Install the MCP server globally so you can run it from anywhere.
npm install -g opensrc-mcp
Alternatively, you can run the MCP server directly without a global install.
npx opensrc-mcp
Configure the MCP client to connect to the server. If you are using the local setup, add an OpenCode (or equivalent) configuration like this to enable the local server path.
{
"mcp": {
"opensrc": {
"type": "local",
"command": "npx",
"args": ["-y", "opensrc-mcp"]
}
}
}
Additional information
The server provides a single tool named execute that runs a JavaScript sandbox with an injected API to manage sources and queries. The API supports read operations like list, has, get, files, tree, grep, astGrep, read, readMany, and resolve, as well as mutation operations like fetch, remove, and clean. All work happens inside a sandboxed environment; only the results are sent back to your agent.
Storage for fetched sources is organized under a global directory (default: ~). You can override this location with environment configuration where needed.
Usage patterns and tips
-
Fetch a single package by name to bring it into the server for analysis. For example, fetch a package and then read specific files or search within the fetched sources.
-
Use tree and files to navigate the fetched sources and locate relevant code, followed by read or readMany to pull content for inspection.
-
When performing large-scale searches, prefer grep for text-based queries and astGrep for structural patterns in TypeScript or JavaScript files.

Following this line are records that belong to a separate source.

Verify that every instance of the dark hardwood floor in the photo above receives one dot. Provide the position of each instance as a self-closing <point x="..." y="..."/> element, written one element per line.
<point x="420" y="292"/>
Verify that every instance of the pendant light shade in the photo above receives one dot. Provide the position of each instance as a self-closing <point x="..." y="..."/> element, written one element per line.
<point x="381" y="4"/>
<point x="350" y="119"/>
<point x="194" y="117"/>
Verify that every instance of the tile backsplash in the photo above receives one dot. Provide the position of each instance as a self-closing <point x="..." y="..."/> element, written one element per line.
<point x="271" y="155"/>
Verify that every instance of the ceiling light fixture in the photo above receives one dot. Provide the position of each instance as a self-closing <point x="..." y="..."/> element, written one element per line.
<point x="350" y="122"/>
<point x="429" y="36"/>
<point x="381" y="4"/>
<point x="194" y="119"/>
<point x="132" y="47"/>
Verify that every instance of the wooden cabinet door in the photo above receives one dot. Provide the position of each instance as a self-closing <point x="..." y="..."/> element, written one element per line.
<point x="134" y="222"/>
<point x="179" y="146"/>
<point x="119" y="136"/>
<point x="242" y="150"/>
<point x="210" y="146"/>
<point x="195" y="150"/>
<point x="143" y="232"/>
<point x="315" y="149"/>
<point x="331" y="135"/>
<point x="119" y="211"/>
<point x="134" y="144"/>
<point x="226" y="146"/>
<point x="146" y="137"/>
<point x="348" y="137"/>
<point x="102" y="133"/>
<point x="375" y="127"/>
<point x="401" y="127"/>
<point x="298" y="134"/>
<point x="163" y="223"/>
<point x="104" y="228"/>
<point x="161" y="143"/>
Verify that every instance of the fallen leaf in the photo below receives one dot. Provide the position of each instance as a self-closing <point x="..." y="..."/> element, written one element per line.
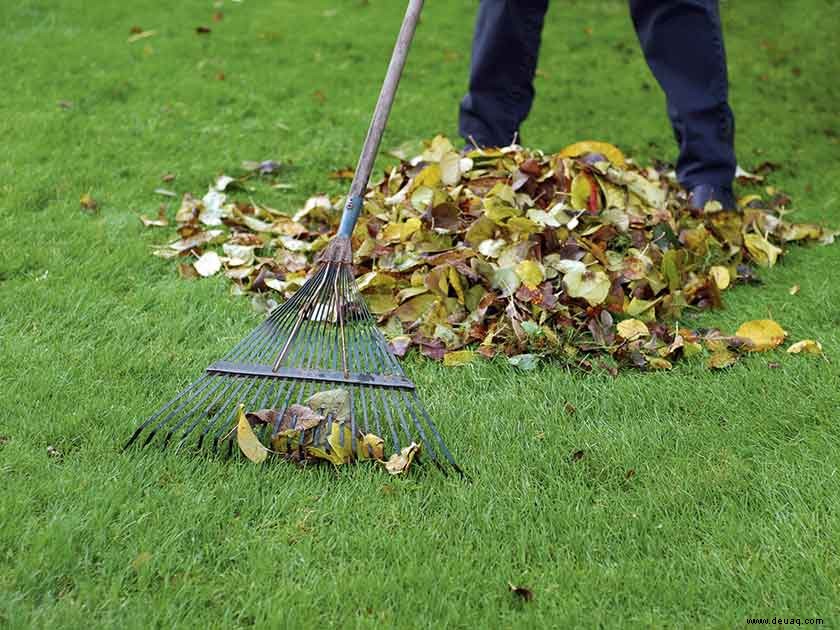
<point x="399" y="463"/>
<point x="521" y="592"/>
<point x="530" y="273"/>
<point x="247" y="440"/>
<point x="524" y="362"/>
<point x="161" y="220"/>
<point x="88" y="203"/>
<point x="333" y="402"/>
<point x="137" y="36"/>
<point x="721" y="359"/>
<point x="762" y="251"/>
<point x="763" y="334"/>
<point x="458" y="358"/>
<point x="208" y="264"/>
<point x="721" y="276"/>
<point x="606" y="149"/>
<point x="632" y="329"/>
<point x="806" y="346"/>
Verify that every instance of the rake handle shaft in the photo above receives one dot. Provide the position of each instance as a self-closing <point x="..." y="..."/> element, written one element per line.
<point x="380" y="118"/>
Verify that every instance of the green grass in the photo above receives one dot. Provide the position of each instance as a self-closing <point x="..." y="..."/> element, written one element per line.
<point x="733" y="510"/>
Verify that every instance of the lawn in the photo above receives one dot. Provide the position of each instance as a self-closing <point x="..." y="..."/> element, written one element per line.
<point x="732" y="507"/>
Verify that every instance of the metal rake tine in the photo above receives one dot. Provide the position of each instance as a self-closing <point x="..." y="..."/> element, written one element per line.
<point x="163" y="409"/>
<point x="302" y="313"/>
<point x="446" y="453"/>
<point x="174" y="413"/>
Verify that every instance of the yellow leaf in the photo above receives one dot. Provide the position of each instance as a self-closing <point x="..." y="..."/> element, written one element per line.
<point x="458" y="358"/>
<point x="450" y="168"/>
<point x="455" y="283"/>
<point x="612" y="153"/>
<point x="371" y="447"/>
<point x="341" y="442"/>
<point x="380" y="303"/>
<point x="806" y="346"/>
<point x="721" y="276"/>
<point x="762" y="251"/>
<point x="429" y="176"/>
<point x="592" y="286"/>
<point x="631" y="329"/>
<point x="642" y="308"/>
<point x="248" y="441"/>
<point x="208" y="264"/>
<point x="763" y="334"/>
<point x="581" y="189"/>
<point x="400" y="232"/>
<point x="721" y="359"/>
<point x="399" y="463"/>
<point x="531" y="273"/>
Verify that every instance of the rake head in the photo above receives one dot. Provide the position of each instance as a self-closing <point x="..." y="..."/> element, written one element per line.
<point x="323" y="338"/>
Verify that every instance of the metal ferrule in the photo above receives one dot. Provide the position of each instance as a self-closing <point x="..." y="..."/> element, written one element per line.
<point x="350" y="215"/>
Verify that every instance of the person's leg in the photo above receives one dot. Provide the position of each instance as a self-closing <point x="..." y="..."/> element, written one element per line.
<point x="683" y="44"/>
<point x="504" y="59"/>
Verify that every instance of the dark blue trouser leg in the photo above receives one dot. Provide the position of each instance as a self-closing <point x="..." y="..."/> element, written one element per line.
<point x="683" y="44"/>
<point x="504" y="60"/>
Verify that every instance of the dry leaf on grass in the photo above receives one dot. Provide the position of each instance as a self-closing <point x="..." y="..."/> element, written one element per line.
<point x="763" y="334"/>
<point x="806" y="346"/>
<point x="509" y="251"/>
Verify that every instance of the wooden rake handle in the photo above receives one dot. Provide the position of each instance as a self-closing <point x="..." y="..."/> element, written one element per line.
<point x="380" y="119"/>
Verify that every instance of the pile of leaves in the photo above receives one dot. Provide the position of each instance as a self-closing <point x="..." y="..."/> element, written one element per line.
<point x="320" y="430"/>
<point x="510" y="251"/>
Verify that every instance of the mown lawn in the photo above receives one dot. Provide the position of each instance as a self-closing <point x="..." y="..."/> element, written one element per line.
<point x="733" y="510"/>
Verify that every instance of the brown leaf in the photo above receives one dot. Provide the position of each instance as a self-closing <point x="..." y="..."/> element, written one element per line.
<point x="521" y="592"/>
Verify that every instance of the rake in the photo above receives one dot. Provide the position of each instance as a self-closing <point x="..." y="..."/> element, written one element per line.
<point x="322" y="338"/>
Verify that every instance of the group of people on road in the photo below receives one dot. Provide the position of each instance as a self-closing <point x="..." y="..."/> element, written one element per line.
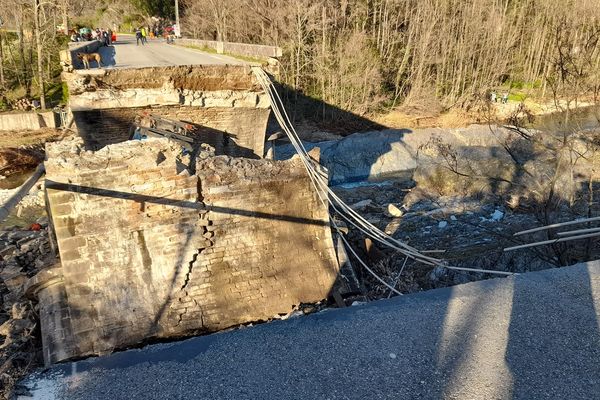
<point x="494" y="97"/>
<point x="141" y="35"/>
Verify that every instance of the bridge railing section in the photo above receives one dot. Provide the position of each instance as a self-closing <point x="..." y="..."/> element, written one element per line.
<point x="240" y="49"/>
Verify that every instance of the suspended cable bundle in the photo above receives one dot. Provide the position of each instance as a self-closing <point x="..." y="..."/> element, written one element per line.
<point x="328" y="197"/>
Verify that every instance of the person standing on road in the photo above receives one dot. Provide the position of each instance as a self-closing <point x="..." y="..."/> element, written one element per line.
<point x="138" y="37"/>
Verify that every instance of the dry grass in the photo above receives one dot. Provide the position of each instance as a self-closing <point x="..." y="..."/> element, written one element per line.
<point x="28" y="138"/>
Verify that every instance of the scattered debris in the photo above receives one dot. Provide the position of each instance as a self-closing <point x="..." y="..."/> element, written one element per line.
<point x="23" y="252"/>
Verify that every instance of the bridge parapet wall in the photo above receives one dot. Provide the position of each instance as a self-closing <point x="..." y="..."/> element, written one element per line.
<point x="226" y="106"/>
<point x="241" y="49"/>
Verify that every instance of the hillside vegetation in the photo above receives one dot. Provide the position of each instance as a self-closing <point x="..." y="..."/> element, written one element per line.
<point x="364" y="55"/>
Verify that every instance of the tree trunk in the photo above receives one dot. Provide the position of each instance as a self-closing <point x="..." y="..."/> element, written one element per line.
<point x="38" y="43"/>
<point x="2" y="82"/>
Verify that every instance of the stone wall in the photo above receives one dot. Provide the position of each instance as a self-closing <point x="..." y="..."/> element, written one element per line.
<point x="149" y="250"/>
<point x="232" y="131"/>
<point x="227" y="108"/>
<point x="241" y="49"/>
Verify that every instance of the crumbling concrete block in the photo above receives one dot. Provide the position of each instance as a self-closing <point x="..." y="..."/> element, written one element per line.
<point x="240" y="240"/>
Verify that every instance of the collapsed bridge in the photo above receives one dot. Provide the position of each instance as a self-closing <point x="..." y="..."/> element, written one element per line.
<point x="154" y="243"/>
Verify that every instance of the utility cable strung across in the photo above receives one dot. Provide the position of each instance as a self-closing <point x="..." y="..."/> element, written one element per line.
<point x="328" y="197"/>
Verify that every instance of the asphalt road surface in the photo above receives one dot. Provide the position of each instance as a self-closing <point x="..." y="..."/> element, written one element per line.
<point x="125" y="53"/>
<point x="533" y="336"/>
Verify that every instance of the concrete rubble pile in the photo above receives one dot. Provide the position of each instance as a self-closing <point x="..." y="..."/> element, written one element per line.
<point x="23" y="253"/>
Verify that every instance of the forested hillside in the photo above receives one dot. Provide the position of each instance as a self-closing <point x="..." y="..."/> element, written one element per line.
<point x="362" y="55"/>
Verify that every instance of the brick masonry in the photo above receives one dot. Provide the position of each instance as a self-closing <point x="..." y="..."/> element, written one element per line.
<point x="149" y="250"/>
<point x="236" y="132"/>
<point x="224" y="103"/>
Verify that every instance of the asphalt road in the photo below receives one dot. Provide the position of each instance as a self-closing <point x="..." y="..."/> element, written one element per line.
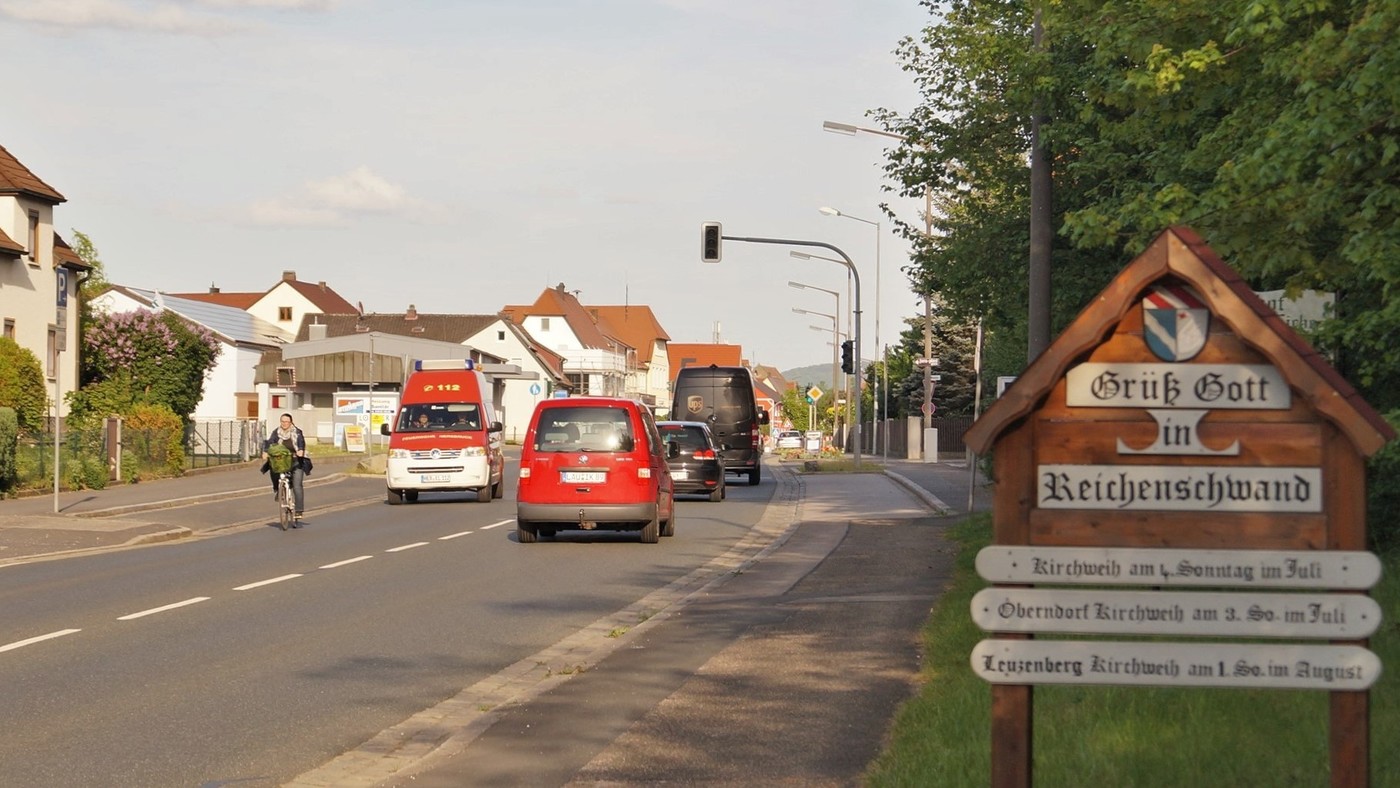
<point x="255" y="655"/>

Notes on configuration and security
The server is designed to keep heavy data on the server side and return only results. Ensure your agent environment trusts the sandbox and that you follow your organization’s security guidelines when fetching and inspecting external sources.
Available tools
list
Return a list of all fetched sources available in the MCP repository.
has
Check if a given source name exists, optionally verifying a specific version.
get
Retrieve a source by name, returning its metadata if present.
files
List files within a source matching an optional glob pattern.
tree
Return a hierarchical representation of a source with an optional depth.
grep
Search text patterns across sources with optional scope and limits.
astGrep
Search for structural patterns in source code using AST-aware matching.
read
Read the contents of a specific file within a source.
readMany
Read multiple files from a single source, supporting globs.
resolve
Resolve a dependency specification to a concrete source.
fetch
Fetch one or more sources from registries or repositories, with optional modification.
remove
Remove one or more fetched sources from the local storage.
clean
Clean cached sources by type, such as packages or repos.